Peace Corps Nigeria Alumni Foundation Scholar Admitted to Medical School
By Alicia Nelson on Friday, January 24th, 2014
There haven’t been Peace Corps Volunteers in Nigeria since 1995 (the program was active from 1961-1976 and 1992-1995), but that hasn’t stopped Nigeria Returned Peace Corps Volunteers (RPCVs) from continuing to give back to their country of service.
Omazonna Amadi, who received a Young Women’s Scholarship Award from the Peace Corps Nigeria Alumni Foundation (PCNAF) two years ago, has been selected to attend the University of Kentucky’s School of Medicine.
Last spring Amadi graduated with a degree in chemistry from Coppin State University in Baltimore, MD. A faculty member described her as “extremely motivated and hard working, with a deep desire to help improve the healthcare system in Nigeria.”
PCNAF became aware of Amadi’s impressive academic accomplishments and her commitment to community service when she was selected as one of the first recipients of the Young Women’s Scholarship Award.
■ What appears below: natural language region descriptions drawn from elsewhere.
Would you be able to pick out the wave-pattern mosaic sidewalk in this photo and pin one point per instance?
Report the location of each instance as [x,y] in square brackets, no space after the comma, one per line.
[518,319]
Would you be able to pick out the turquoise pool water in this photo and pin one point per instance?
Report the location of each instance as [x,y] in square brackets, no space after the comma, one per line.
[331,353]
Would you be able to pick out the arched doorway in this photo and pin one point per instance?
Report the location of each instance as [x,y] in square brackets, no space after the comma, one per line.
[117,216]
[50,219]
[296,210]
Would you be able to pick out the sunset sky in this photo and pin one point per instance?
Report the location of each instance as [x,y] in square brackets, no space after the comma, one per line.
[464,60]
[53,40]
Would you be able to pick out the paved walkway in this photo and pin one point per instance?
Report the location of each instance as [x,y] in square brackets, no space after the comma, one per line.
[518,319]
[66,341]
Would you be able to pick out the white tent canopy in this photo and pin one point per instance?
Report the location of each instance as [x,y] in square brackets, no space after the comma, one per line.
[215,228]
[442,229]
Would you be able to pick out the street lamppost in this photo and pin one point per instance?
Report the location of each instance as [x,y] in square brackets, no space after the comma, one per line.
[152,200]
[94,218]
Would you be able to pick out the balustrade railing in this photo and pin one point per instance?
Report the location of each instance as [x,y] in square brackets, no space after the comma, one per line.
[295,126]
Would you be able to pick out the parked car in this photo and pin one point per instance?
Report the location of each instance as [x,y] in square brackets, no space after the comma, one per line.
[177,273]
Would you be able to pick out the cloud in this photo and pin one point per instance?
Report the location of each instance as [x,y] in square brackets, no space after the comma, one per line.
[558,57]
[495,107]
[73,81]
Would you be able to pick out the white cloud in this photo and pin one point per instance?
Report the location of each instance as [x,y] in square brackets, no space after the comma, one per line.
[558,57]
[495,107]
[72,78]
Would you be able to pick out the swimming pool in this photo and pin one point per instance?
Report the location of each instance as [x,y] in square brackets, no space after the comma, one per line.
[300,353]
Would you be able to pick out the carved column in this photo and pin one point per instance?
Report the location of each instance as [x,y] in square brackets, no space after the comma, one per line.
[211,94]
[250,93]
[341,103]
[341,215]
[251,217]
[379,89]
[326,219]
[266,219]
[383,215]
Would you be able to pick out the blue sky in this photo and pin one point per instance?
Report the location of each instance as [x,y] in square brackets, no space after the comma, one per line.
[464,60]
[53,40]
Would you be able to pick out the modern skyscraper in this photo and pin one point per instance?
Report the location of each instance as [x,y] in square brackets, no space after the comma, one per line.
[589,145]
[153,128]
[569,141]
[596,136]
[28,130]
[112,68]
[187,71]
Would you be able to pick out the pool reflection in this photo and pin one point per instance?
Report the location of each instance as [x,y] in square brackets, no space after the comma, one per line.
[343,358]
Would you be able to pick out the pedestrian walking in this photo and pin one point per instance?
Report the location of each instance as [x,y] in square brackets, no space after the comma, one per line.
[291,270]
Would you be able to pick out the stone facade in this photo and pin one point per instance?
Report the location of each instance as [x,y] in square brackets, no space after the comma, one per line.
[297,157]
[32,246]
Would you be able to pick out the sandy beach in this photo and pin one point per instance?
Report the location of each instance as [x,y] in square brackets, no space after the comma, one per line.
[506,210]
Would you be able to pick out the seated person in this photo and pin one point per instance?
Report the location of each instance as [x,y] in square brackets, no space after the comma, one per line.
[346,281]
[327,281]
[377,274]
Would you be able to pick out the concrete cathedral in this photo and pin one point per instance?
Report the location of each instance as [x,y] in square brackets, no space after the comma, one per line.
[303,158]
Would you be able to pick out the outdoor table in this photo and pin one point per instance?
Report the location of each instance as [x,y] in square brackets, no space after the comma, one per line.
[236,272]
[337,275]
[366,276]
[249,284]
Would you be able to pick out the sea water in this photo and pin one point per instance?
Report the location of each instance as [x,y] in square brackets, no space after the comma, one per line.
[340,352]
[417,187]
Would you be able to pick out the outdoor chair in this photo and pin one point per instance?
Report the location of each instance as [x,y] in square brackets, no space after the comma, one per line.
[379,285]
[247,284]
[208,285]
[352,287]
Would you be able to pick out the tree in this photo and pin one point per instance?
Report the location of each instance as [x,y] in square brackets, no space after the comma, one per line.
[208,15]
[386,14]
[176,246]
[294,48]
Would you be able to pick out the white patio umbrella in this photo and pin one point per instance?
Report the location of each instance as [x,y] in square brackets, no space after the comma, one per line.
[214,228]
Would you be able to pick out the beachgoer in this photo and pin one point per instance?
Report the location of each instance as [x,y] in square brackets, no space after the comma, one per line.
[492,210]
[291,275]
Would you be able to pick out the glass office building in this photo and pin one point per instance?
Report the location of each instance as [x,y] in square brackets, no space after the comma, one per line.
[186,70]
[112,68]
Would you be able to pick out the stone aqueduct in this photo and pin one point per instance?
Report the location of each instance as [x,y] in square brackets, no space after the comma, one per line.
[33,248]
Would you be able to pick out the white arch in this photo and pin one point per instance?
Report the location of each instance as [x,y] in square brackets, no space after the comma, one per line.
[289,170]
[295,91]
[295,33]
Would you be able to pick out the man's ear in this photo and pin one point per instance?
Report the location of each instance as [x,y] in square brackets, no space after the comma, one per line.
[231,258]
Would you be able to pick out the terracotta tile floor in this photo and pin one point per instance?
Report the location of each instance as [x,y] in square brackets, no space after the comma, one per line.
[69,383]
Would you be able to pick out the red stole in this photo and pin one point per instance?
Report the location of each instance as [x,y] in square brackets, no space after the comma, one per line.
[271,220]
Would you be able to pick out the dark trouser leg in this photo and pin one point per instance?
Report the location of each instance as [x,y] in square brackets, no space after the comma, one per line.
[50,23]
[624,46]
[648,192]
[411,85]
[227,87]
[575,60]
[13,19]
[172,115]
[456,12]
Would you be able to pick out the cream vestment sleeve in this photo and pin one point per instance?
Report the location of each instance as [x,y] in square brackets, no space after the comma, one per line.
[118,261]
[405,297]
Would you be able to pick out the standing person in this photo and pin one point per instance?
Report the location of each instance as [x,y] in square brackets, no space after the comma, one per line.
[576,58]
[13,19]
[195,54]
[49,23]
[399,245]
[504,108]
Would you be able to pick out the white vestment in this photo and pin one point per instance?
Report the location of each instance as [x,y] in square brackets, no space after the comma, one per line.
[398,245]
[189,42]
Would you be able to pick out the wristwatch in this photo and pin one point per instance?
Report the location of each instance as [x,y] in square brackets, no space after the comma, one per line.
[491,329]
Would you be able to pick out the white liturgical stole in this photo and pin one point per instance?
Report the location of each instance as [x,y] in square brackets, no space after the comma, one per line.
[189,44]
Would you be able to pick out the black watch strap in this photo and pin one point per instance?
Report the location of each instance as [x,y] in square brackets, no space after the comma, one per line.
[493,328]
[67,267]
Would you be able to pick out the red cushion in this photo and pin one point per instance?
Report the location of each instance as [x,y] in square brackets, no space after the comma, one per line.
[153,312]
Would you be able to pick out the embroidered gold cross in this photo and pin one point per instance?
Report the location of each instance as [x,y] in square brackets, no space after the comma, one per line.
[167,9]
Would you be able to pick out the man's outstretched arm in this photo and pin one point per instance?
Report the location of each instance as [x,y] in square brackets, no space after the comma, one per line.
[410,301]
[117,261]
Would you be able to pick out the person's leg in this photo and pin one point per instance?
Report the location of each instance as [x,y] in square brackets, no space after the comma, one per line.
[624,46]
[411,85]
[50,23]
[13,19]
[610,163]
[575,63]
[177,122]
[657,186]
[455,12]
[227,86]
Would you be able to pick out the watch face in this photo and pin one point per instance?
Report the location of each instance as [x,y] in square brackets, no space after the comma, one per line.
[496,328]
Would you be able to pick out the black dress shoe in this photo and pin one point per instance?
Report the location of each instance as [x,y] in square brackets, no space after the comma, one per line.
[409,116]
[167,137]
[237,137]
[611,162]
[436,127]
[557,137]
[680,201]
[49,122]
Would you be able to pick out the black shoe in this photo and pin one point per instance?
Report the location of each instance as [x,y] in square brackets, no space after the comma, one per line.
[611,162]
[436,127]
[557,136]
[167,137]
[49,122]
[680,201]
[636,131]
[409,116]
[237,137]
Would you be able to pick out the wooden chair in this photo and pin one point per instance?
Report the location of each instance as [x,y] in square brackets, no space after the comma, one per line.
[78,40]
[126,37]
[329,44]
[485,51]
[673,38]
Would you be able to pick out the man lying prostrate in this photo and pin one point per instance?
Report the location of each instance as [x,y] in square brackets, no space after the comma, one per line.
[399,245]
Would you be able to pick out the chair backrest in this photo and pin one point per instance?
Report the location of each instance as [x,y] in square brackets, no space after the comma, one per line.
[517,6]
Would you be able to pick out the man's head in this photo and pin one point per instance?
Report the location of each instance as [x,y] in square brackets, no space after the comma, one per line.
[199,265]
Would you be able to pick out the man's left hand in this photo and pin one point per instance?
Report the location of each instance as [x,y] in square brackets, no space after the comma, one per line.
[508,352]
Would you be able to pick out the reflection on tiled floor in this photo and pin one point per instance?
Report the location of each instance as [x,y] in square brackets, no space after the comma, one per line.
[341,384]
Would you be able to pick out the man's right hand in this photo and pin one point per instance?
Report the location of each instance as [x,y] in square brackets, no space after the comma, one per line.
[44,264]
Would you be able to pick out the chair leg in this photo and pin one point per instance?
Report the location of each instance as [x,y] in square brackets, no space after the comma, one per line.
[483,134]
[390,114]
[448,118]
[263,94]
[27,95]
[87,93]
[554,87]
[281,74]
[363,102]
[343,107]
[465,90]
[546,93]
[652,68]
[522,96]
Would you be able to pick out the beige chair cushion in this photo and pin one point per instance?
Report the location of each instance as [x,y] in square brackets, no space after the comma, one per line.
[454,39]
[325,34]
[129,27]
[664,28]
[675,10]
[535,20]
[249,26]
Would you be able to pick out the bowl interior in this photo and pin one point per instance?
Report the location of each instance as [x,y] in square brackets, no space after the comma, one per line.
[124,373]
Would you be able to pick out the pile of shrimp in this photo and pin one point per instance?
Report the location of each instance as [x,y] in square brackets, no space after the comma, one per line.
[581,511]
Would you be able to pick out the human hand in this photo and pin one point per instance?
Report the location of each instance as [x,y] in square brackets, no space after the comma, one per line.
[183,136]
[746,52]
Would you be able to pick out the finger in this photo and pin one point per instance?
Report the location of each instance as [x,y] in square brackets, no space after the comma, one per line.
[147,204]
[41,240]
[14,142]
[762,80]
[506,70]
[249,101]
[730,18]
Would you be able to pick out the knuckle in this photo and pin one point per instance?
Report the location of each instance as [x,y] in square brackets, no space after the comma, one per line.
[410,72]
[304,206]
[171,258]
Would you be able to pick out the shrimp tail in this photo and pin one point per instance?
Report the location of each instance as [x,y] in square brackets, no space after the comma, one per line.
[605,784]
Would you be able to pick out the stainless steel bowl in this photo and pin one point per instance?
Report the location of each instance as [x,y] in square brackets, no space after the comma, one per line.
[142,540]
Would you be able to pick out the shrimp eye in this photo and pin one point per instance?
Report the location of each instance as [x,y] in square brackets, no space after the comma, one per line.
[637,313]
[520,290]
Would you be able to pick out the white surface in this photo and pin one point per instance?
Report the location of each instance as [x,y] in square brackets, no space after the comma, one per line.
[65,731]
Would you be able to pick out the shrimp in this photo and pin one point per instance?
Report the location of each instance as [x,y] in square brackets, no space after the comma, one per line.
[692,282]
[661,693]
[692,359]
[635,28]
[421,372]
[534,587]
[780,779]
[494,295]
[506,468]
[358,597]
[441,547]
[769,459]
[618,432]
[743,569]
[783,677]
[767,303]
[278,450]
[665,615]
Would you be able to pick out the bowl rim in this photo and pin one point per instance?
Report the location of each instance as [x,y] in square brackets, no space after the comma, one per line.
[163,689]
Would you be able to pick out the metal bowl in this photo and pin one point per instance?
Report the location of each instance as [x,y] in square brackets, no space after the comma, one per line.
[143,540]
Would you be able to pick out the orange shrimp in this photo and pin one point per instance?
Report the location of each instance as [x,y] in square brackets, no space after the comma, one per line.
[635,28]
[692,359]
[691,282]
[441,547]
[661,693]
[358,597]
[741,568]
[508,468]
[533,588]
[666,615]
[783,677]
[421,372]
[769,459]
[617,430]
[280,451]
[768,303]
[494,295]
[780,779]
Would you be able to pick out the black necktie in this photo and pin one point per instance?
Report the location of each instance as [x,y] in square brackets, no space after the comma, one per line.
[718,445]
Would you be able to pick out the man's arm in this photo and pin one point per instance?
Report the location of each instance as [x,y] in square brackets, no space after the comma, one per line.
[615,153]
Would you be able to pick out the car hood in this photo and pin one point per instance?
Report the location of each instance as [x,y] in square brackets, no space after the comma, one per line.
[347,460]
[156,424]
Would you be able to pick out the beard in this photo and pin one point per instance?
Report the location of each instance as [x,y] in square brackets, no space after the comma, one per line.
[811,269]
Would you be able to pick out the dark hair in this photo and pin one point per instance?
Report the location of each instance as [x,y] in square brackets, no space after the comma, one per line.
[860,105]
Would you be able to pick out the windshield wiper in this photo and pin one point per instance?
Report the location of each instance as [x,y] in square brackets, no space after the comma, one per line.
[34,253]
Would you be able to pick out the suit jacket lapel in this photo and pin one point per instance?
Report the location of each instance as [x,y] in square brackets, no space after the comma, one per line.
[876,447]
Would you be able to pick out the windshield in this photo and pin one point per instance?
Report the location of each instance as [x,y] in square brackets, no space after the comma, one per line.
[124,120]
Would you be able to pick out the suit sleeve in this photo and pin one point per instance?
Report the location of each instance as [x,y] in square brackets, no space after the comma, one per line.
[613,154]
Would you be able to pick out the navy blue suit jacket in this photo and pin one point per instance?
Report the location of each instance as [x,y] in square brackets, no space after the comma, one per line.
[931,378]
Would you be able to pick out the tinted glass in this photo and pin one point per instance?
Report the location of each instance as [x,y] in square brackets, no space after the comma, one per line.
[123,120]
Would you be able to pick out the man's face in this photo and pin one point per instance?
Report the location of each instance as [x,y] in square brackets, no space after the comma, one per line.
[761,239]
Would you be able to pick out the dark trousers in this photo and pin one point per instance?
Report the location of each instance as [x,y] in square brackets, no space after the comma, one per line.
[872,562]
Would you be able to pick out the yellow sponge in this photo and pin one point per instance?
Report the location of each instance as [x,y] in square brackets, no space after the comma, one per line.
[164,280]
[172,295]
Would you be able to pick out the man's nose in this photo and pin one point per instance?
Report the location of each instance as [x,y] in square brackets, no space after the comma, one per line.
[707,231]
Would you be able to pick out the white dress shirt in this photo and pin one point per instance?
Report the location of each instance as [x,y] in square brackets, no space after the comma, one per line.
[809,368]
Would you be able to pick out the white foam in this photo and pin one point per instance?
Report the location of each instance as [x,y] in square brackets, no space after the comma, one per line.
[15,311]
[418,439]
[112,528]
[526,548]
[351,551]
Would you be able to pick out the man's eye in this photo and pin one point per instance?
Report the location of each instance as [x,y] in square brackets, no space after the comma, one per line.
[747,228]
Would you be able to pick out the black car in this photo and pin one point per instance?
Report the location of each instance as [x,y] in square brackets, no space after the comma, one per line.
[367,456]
The program was created in an effort to help ease the financial burden of female Nigerian students in the D.C. and Baltimore areas with outstanding academic and leadership potential. Since the international student visa (F1) restricts outside employment, these students often face significant difficulties securing the funds needed to complete their undergraduate studies.
“It has been a long and not so easy journey for me, and I would like to say thank you to the organization for your financial help and for letting me be a part of something important and life changing,” Amadi says in a letter to PCNAF.
PCNAF was formed by a small group of former Peace Corps Volunteers who served in Nigeria. Its mission is to help reduce poverty and foster economic growth in Nigeria through programs that promote equity and access to quality education. The organization believes educating women and girls is a key to Nigeria’s economic development.